- Clark and Michael title screen
- Created by: Clark Duke Michael Cera
- Directed by: Michael Cera Clark Duke Max Winkler
- Starring: Clark Duke Michael Cera
- Ending theme: "Black Out" by British Sea Power
- Country of origin: United States
- Original language: English
- No. of episodes: 10

Production
- Executive producer: Matt Kaplan
- Producers: Michael Cera Clark Duke Seth Grahame-Smith David Katzenberg Max Winkler
- Editors: Michael Cera Taylor Chien Clark Duke
- Running time: approx. 10 minutes

Original release
- Network: CBS (distributed online)
- Release: May 23 – July 25, 2007

= Clark and Michael =

Clark and Michael is a CBS Internet television series created by and starring Clark Duke and Michael Cera. The series takes the form of a mockumentary following Duke and Cera's ambitions to write and sell a pilot for a television series.

==Style==
Duke and Cera play fictionalized versions of themselves, Cera describing the characters as "more idiotic and more deluded". The series is a low-budget affair, filmed on handheld cameras by friends of the duo. The cameras are acknowledged by Clark, Michael and others, who will sometimes address them or those operating them; in one scene, an upset Michael shouts a cameraman out of the bathroom, after which Clark angrily points out to the crew that their contract states "no bathroom stuff". Boom mics are often visible, and the crew have also intervened in fights between Clark and Michael.

==Plot==
Clark and Michael's ambition of producing their own television series is stated in the opening of the first episode, and forms the drive of the series. After being turned down initially, the pair come to terms with the fact that success will not be instantaneous, and continue to pursue new opportunities. Though their agent succeeds in scheduling a meeting to discuss their show with another network, Clark's drunken behavior changes their mind about picking up the show. Following this, the pair has a meeting with agent Ramsay, who recommends that Michael be made the "hero" of the series. Bothered by this, Clark reveals an idea for his own series, D.A. Dad, to the crew, and begins pursuing the concept.

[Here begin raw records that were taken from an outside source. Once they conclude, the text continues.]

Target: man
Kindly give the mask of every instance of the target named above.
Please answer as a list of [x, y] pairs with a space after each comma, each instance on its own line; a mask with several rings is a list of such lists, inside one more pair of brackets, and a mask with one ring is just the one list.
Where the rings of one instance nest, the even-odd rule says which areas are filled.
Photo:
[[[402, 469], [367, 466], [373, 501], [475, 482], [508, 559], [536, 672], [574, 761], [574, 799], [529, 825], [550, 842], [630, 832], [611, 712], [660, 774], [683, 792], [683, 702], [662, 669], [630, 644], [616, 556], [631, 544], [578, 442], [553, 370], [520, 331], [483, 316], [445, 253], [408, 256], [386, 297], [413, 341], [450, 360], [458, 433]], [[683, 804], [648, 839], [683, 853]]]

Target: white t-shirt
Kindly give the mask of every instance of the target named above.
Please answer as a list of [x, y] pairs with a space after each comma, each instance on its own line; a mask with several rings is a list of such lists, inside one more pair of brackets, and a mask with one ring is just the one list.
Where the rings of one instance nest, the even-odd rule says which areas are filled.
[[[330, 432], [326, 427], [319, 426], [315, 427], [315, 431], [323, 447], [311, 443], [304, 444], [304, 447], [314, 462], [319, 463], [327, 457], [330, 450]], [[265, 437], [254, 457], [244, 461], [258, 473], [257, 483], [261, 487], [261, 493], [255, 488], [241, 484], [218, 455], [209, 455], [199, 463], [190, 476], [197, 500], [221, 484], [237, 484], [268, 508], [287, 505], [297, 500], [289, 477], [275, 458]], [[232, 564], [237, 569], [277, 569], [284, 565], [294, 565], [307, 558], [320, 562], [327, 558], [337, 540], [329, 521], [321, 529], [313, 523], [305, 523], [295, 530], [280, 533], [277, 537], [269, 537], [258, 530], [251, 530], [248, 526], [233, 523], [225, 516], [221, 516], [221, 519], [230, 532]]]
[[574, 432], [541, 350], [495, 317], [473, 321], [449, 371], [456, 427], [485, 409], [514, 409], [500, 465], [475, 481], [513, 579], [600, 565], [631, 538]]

Some time later, the pair are watching television together when they see an ad for D.A. Dad. Clark reacts angrily, explaining that the show was his and the concept had been taken and produced by someone else. Michael is hurt that Clark would work separately from him, but the pair eventually reconcile their differences and their arrangement returns to normal. Michael takes up driving lessons, and takes an interest in one of his fellow students. The pair try to get Kenny Loggins to perform the theme song for their show, but can't get in touch with him. Michael only barely passes his driving test, and Clark informs him that he won't be driving his car. Regretting this overreaction, he makes it up to Michael with a game of minigolf. A meeting with another potential network ends poorly, unbeknownst to the two, when their arrogant behavior in general makes a bad impression on the executives. Clark soon makes it into Columbia University, and plans to move to New York City to attend. Yet Clark ultimately decides against university when they achieve their TV show dream, with CBS signing them up (as well as in real life).

==Guest stars==
Several guest stars have made appearances in the series:
- Some of Michael Cera's former co-stars from Fox's Arrested Development
  - Tony Hale was featured in the first episode as an executive for the fictional ATC Family network, who turned down the pair's concept.
  - Mitch Hurwitz appeared as agent Ramsay, while Clark Duke's attorney, Jerry Lillard, was played by Andy Richter.
  - When Michael attended driving lessons, he was taught by David Cross.
- Eric Wareheim and Tim Heidecker both have made appearances, with Heidecker as a martial arts instructor, and Wareheim's recurring role as their neighbor, Randy.
- Comedian Patton Oswalt appears as a realtor who sells them an office building.
- Jonah Hill (Cera's Superbad co-star) and John Francis Daley appear as a rival television writing team.
- Joe Lo Truglio appears as a deli store employee in episode 8.
- Martin Starr appears as an employee at a fast food restaurant, only in one episode.